Kabine değiştirmekten çekinmeyeceğinin altını çizen Başbakan Özgürgün, “Kabine değişikliği gerçekten gerekliyse ve değişiklik için koşullar ve şartlar oluşmuşsa, bunun partiye zarar vereceğine bakmam. Ülkeye faydalı olması ve hizmet önemlidir. Partide gücümü düşüneyim, taban kaybetmemeyim diye bir derdim olmaz. Hükümet işi farklı bir iştir, ülkeye hizmettir. Orada ülkeye hizmet kısmına bakarım. Partideki işleri ayrı tutarım” dedi.
“Günü geldiğinde ne karar verilmesi gerekiyorsa, cesurca veririm”
Bir soru üzerine, UBP’nin hangi partiyle rekabet halinde olduğunun bilindiğini, ama UBP’nin kendi kendini zayıflattığını kaydeden Başbakan Özgürgün, “Biat bitmedi mi?” sorusuna karşılık şöyle devam etti: “Bu yeni bir dönem. Bu eski dönemlere benzemiyor. Ben öyle bir görevi yapmam zaten. Beni tanıyanlar bilir.
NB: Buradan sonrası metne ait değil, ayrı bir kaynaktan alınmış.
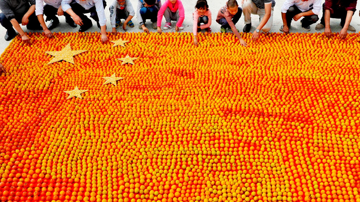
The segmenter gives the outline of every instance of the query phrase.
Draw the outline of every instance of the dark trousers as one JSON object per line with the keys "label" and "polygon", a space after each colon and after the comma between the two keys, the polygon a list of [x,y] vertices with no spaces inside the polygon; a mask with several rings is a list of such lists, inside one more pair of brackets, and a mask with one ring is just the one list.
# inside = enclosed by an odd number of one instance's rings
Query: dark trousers
{"label": "dark trousers", "polygon": [[[324,8],[325,6],[325,3],[323,4],[323,17],[321,18],[320,21],[320,24],[323,25],[325,25],[325,9]],[[340,24],[341,27],[344,27],[345,25],[345,21],[346,19],[346,15],[347,15],[347,11],[345,9],[345,8],[340,8],[333,9],[334,13],[332,14],[330,14],[330,18],[336,18],[337,19],[341,19],[341,22]]]}
{"label": "dark trousers", "polygon": [[145,23],[146,20],[150,19],[151,22],[156,22],[157,21],[157,13],[159,11],[153,6],[146,8],[143,7],[140,9],[140,14],[143,19],[143,22]]}
{"label": "dark trousers", "polygon": [[[312,10],[312,8],[311,8],[310,10]],[[291,21],[293,20],[293,18],[296,15],[301,13],[302,13],[302,12],[299,10],[296,6],[292,6],[289,8],[288,11],[286,12],[286,22],[288,23],[288,27],[289,27],[291,24]],[[308,15],[304,16],[302,20],[301,26],[303,27],[307,27],[310,25],[318,22],[318,20],[319,20],[319,17],[318,17],[317,15]]]}
{"label": "dark trousers", "polygon": [[[21,20],[22,20],[22,17],[24,16],[25,13],[22,15],[16,15],[15,16],[15,19],[18,21],[19,24],[21,24]],[[10,20],[5,16],[4,13],[0,13],[0,23],[7,29],[8,33],[13,33],[15,32],[15,30],[13,28],[13,25],[10,22]],[[39,30],[42,28],[40,26],[40,23],[37,19],[37,17],[35,14],[35,12],[31,14],[29,17],[29,23],[26,25],[26,28],[29,29]]]}
{"label": "dark trousers", "polygon": [[[236,14],[234,15],[234,17],[233,17],[232,19],[233,23],[234,23],[234,24],[236,24],[237,23],[238,21],[240,19],[240,17],[241,17],[241,14],[242,13],[243,10],[241,9],[241,8],[239,7],[238,9],[238,12],[236,13]],[[229,23],[228,23],[228,21],[226,21],[226,19],[225,18],[221,18],[217,22],[217,23],[221,25],[222,27],[229,29],[231,29],[231,28],[230,27],[230,26],[229,24]]]}
{"label": "dark trousers", "polygon": [[[54,21],[59,20],[59,19],[56,17],[58,14],[58,9],[48,4],[44,6],[44,14],[46,16],[46,20],[50,21],[51,20]],[[71,17],[66,12],[64,12],[64,16],[65,17],[66,22],[73,22]]]}
{"label": "dark trousers", "polygon": [[[105,8],[105,6],[106,6],[106,1],[105,0],[103,0],[103,5],[104,5],[104,8]],[[85,24],[91,23],[91,20],[86,15],[84,15],[85,13],[90,13],[90,18],[93,18],[96,22],[99,22],[99,17],[98,16],[98,13],[96,12],[96,8],[95,7],[95,6],[93,6],[89,10],[86,10],[75,1],[73,1],[70,3],[70,5],[71,6],[71,9],[74,13],[75,13],[75,14],[77,15],[79,17],[80,17],[80,18],[81,19],[81,20],[82,21],[83,25],[81,26],[80,27]]]}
Bildiğim yolda yürürüm, belli hizmetleri yapabileceğime inanırsam devam ederim, o hizmetleri yapamayacağıma inandığım gün, 2006’da Genel Başkanlık’tan da, ana muhalefet Genel Başkanlığından da vazgeçtim. Başbakanlıkta oturup kalacağım diye bir derdim yok. Hele de ezilip büzülüp bir şekilde sandalyede çökük bir şekilde asla kalmam. Gereğini yaparım, doğrusunu yaparım. Günü geldiğinde ne karar verilmesi gerekiyorsa, cesurca veririm. Bu da, başbakanlık görevindeysem, partiden önce ülke için verilir. Sonra parti için verilir. UBP bu sıkıntıları çok yaşadı. Kaç defa ikiye bölündü.”
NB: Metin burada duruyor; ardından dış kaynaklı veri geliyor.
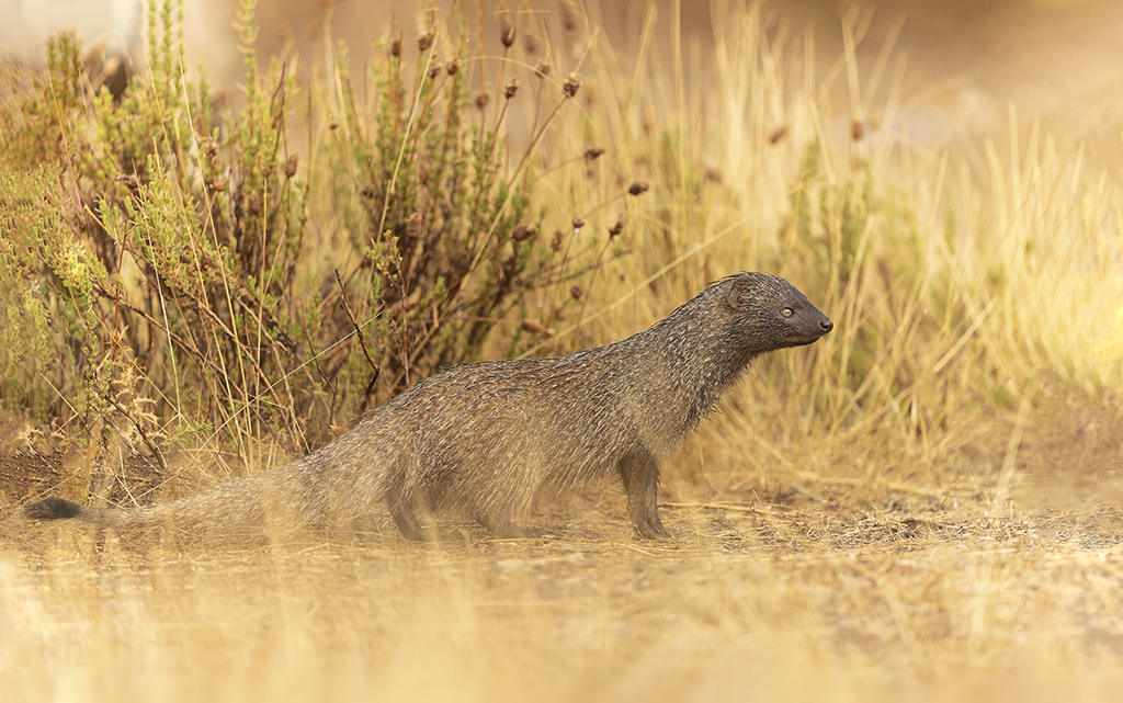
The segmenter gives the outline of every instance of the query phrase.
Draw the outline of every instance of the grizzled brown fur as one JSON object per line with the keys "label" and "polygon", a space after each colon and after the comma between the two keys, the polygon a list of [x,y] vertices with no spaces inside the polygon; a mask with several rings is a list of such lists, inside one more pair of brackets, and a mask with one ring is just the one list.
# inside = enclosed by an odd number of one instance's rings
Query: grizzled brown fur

“Koltukta oturmak için taviz vermem”
Kurultaydan sonra UBP içinde huzurun yakalandığını, kurultayda “şuradaydı, buradaydı” demeden, hepsiyle beraber hareket ettiğini anlatan Başbakan Özgürgün, “Hiç birine bir önyargım ve kırgınlığım yoktur. Hepsine günü geldiğinde görev vardır. Net, onu söyleyeyim. Bu benim bakış açımdır. Kurultayda olanın kurultayda kaldığını söylüyorum” dedi.Partinin yeniden birlik, beraberliği için her türlü fedakarlığı yapacağını ama her ne pahasına olursa olsun koltukta oturmak için taviz vermeyeceğini vurgulayan Başbakan Özgürgün, “Kucaklamayı, birlik beraberliği sağlamak için sonuna kadar çalışacağım, olmazsa da gereğini yaparım” diye konuştu.
“Kıbrıs konusundaki hassasiyetimizi, endişelerimizi ortaya koyduk”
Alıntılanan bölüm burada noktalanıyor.